UV emission from cheap RGB LED strips

I have one of those cheap brandless RGB LED strips connected to my ceiling. One of the first things I noticed about it is that when it's blue a lot of objects in my room give that weird glow that you get with UV black lights. Specially orange things. And some things just change color.
So I figured this thing is actually giving off UV.

Yesterday I was lying in my bed and stared at them for like 15 minutes. Afterwards I felt my eyes are hurt. They still feel hurt today. (The lights are music reactive and were also flashing frequently).

So I was wondering if it's possible for these strips to give off UV. Possibly dangerous amount of UV.
Should I be worried?

I doubt it. It's possible the blue leds are giving off a little UV in the longer wavelength end of the UVA band, but these are the least dangerous types of UV. The more likey reason for your eyes hurting is staring at flashing lights for 15 minutes.

The fluorescent effect applies to light of all colours not just UV. Have you seen those glow in the dark stickers or the luminous dials on watches? They use the same effect with viable light exciting electrons into what is known as a quasi stable state. They then exponential decay and each decay produces a photon.

Grumpy_Mike:
The fluorescent effect applies to light of all colours not just UV. Have you seen those glow in the dark stickers or the luminous dials on watches? They use the same effect with viable light exciting electrons into what is known as a quasi stable state. They then exponential decay and each decay produces a photon.

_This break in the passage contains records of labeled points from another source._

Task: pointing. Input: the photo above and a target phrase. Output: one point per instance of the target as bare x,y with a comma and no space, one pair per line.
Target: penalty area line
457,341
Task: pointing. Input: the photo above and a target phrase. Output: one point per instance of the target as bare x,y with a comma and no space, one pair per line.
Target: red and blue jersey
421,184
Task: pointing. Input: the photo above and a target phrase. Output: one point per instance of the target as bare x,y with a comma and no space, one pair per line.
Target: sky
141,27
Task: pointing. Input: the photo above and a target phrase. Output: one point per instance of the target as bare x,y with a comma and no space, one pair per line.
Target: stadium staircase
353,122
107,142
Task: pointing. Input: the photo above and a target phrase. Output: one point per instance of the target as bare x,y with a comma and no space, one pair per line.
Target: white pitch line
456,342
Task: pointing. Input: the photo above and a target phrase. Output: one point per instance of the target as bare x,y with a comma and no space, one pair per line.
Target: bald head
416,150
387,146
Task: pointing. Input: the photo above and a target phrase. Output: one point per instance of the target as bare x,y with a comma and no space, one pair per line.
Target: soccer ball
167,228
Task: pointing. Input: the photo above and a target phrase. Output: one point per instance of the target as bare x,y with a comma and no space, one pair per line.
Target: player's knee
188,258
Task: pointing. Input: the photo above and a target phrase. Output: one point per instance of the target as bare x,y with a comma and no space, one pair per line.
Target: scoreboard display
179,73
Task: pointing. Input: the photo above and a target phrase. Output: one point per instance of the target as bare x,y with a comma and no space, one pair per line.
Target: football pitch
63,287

This is what I mean. See how the yellow wire is glowing?
You can go here to see it under normal light.
There's nothing fluorescent involved. It's normal stuff glowing under the blue light of the strip. As they do under "black light", aka UV light. It's actually more intense than it looks in the pics. Everything white also glows a little.

There's nothing fluorescent involved.

What Mike means is that the wire is exhibiting florescence. Absorbing light of one colour and emitting light of a different colour. It may not have been designed to do that, but some materials have that natural property.

There's nothing fluorescent involved.

Yes there is. It is a propriety of all materials. It is just that some materials have more quasi stable states in their structure than others. It is not an indication that there is UV light coming off your LEDs.

As they do under "black light"

The fact that they will do it under UV light is just because a photon of UV light contains more energy than a photon of blue light so it is more likely to excite an electron from the material into a higher energy state. When these states decay they can decay into a quasi stable energy level or a ground energy level where they started from.

This is all simple physics, I was a senior lecturer in Physics at a UK University, a post that people in the U.S. and other places, would call a professor.

I did a project in October 2019 on how to measure these effects using a Raspberry Pi, available as a free PDF download at:- The MagPi issue 86 — The MagPi magazine
You should be able to convert it to use an Arduino if you want to have a go. You can use different LEDs to look at the phosphorescence effect on different materials. It also tells you the difference between phosphorescence and fluorescence.

Ah I see. Thank you both.

I guess I'm not going blind then. At least not from UV.